Ah, I love the smell of the influence money has on elections...regardless of party. Over in Pennsylvania, the truly repugnant Rick Santorum is trailing in his race for re-election--and, while Democract Bob Casey gives new meaning to unimpressive/unimaginative, it will be a great election night to watch Santorum's concession speech. BUT, the drug companies aren't giving up yet, as The Wall Street Journal reports in its story today entitled, "Fearing a Democratic Victory, Drug Makers Fund Key Races." Here's a bit from the subscription only story:
HERSHEY, Pa. -- Few businesses have more at stake in next month's congressional elections than pharmaceutical makers. Assailed by Democrats, drug companies are pouring millions of dollars into close races, giving some Republicans a financial edge. In the process, the industry is becoming not just a campaign backer, but also a campaign issue.
Pennsylvania Republican Rick Santorum is a big beneficiary of the industry's push. He was a leading proponent of the 2003 law that gave seniors Medicare coverage for prescription drugs, and helped shape the law in ways that benefited the industry. Battling to keep his seat in a crucial Senate race, Mr. Santorum's campaign has received almost $500,000 from pharmaceutical interests and their employees, according to the Center for Responsive Politics, a nonpartisan research group. The industry has also helped fund television advertisements and aided get-out-the-vote efforts.
Mr. Santorum's opponent, state treasurer Bob Casey Jr., regularly attacks the Medicare program as "a giveaway to Big Pharma," in part because it bars the government from negotiating prices. He and many fellow Democrats say they will overhaul the benefit if they win control of Congress on Nov. 7. Not surprisingly, Mr. Casey counts just $11,850 in contributions from pharmaceutical interests.
Companies and business groups have long thrown money at candidates to further their interests. But with a Democratic victory increasingly likely, few recent elections have been so critical, particularly for the drug industry. On the campaign trail, Democrats frequently lump "Big Pharma" with "Big Oil" in attacking Republican ties to industry. Within the first 100 hours of taking over the House, promises House Democratic Leader Nancy Pelosi, Democrats will rewrite the prescription-drug benefit to take away most of the advantages it handed to pharmaceutical companies.
On the Democratic side, The New York Times, perhaps following the L.A. Times story from yesterday, has its own take on the troubles of Democrat "Dollar Bill" Jefferson. I just find it truly remarkable that people want to pretend like having stashed $90,000 in your freezer isn't cause for a little bit of concern:
Angrily dismissing the cash in the freezer, a woman at the Guste Home housing project said, “If I want to carry them in a sock, that’s my business.”
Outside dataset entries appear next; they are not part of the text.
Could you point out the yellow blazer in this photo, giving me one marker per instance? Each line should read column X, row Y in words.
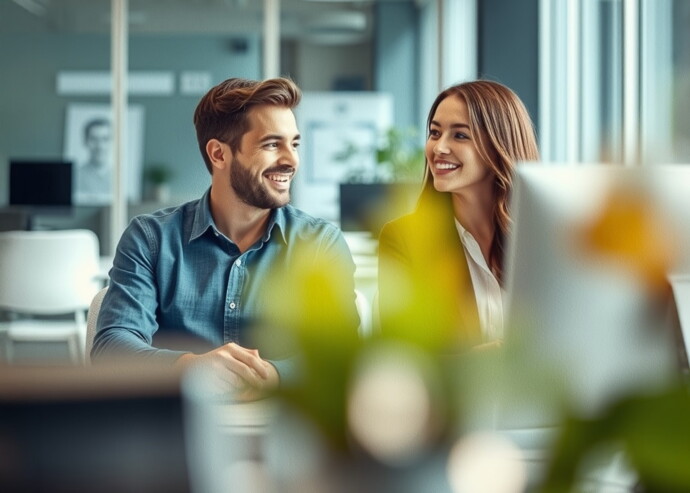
column 425, row 289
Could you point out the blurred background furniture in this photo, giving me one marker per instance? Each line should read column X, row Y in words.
column 14, row 219
column 91, row 320
column 47, row 281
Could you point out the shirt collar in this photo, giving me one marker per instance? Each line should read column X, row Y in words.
column 202, row 217
column 203, row 220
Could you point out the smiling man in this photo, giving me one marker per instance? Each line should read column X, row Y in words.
column 196, row 283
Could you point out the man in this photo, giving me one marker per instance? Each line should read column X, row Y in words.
column 93, row 177
column 222, row 269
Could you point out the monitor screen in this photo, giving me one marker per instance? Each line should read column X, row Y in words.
column 579, row 303
column 368, row 206
column 85, row 429
column 40, row 182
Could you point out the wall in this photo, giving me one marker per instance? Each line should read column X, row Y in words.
column 395, row 58
column 32, row 114
column 509, row 47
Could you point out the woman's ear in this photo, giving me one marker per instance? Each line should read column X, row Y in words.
column 219, row 153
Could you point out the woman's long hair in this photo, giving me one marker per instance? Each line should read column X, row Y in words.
column 504, row 135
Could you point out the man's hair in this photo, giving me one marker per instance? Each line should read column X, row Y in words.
column 96, row 122
column 222, row 112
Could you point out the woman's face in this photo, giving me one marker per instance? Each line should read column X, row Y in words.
column 451, row 151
Helen Lang, an activist who introduced Mr. Jefferson to a friendly audience at the project, said: “Let’s not get bogged down in all this foolishness. I’ve been bumping in politics a long time. He’s not one who’s abused us.”
Well, that "foolishness" may strike others as a bit suspicious. But, whatever--Jefferson will lose the run-off that he is almost certain to find himself in after Nov. 7th.